Anyway, isn't this a contradiction?
You make I/O non-blocking because you want to be able to read small amounts quickly, typically sacrificing throughput for latency.
You make it buffered because you don't care that much about latency, but want to make efficient use of the I/O subsystem by trading latency for throughput.
Doing them both at the same time seems like a contradiction, and is hard to imagine.
What are the semantics you're after? If you do this:
int fd;
char buf[1024];
ssize_t got;
fd = setup_non_blocking_io(...);
got = read(fd, buf, sizeof buf);
What behavior do you expect if there is 3 bytes available? Blocking/buffered I/O might block until able to read more satisfy your request, non-blocking I/O would return the 3 available bytes immediately.
Of course, if you have some protocol on top, that defines some kind of message structure so that you can know that "this I/O is incomplete, I can't parse it until I have more data", you can buffer it yourself at that level, and not pass data on upwards until a full message has been received.
Depending on the protocol, it is certainly possible that you will need to buffer your reads for a non-blocking network node (client or server).
Typically, these buffers provide multiple indexes (offsets) that both record the position of the last byte processed and last byte read (which is either the same or greater than the processed offset). And they also (should) provide richer semantics of compacting the buffer, transparent buffer size management, etc.
In Java (at least) the non-blocking network io (NIO) packages also provide a set of data structures (ByteBuffer, etc.) that are geared towards providing a general data structure.
There either exists such data structures for C, or you must roll your own. Once you have it, then simply read as much data as available and let the buffer manage issues such as overflow (e.g. reading bytes across message frame boundaries) and use the marker offset to mark off the bytes that you have processed.
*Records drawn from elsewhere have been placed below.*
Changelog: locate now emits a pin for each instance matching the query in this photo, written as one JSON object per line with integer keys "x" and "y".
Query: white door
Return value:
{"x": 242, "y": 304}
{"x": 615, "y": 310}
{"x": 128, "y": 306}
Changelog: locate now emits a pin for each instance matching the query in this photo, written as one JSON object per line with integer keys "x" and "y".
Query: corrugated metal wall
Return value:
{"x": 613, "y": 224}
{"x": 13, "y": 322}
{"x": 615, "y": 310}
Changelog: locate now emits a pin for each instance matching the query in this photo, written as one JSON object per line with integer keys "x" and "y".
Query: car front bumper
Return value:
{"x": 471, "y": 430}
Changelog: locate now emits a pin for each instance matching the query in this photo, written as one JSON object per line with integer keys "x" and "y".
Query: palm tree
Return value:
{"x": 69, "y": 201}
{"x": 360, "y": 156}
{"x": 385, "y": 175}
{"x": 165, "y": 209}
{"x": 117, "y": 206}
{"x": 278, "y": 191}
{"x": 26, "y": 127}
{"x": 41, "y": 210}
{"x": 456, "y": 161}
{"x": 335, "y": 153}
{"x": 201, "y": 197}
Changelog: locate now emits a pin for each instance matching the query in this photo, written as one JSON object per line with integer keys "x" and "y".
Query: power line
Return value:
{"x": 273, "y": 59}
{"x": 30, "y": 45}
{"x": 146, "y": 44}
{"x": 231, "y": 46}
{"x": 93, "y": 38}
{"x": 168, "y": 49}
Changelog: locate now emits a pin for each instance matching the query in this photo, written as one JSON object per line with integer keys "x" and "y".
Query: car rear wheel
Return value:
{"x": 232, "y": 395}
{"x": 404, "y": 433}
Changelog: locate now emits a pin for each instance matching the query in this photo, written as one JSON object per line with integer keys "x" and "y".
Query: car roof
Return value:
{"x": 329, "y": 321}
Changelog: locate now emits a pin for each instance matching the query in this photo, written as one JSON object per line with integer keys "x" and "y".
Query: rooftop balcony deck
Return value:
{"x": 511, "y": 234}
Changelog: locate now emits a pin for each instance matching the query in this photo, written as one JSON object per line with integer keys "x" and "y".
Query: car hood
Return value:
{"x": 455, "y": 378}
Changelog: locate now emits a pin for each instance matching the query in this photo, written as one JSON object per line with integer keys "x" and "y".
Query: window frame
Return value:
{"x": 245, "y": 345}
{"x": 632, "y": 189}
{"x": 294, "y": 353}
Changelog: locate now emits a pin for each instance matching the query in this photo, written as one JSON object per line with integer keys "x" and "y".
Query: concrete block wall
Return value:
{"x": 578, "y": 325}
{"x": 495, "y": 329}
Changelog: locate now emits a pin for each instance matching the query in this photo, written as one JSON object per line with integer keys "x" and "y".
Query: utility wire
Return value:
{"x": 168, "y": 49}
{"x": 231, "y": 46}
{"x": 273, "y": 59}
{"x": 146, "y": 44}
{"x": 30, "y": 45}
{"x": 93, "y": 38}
As Android pointed out, you will (very likely) need to create matched buffers for each open connection.
You could create a struct with buffers for each open file descriptor, then accumulate these buffers until recv() returns 0 or you have data enough to process in your buffer.
If I understand your question correctly, you can't buffer because with non-blocking you're writing to the same buffer with multiple connections (if global) or just writing small pieces of data (if local).
In any case, your program has to be able to identify where the data is coming (possibly by file descriptor) from and buffer it accordingly.
Threading is also an option, it's not as scary as many make it sound out to be.
Ryan Dahl's evcom library which does exactly what you wanted.
I use it in my job and it works great. Be aware, though, that it doesn't (yet, but coming soon) have async DNS resolving. Ryan suggests udns by Michael Tokarev for that. I'm trying to adopt udns instead of blocking getaddrinfo() now.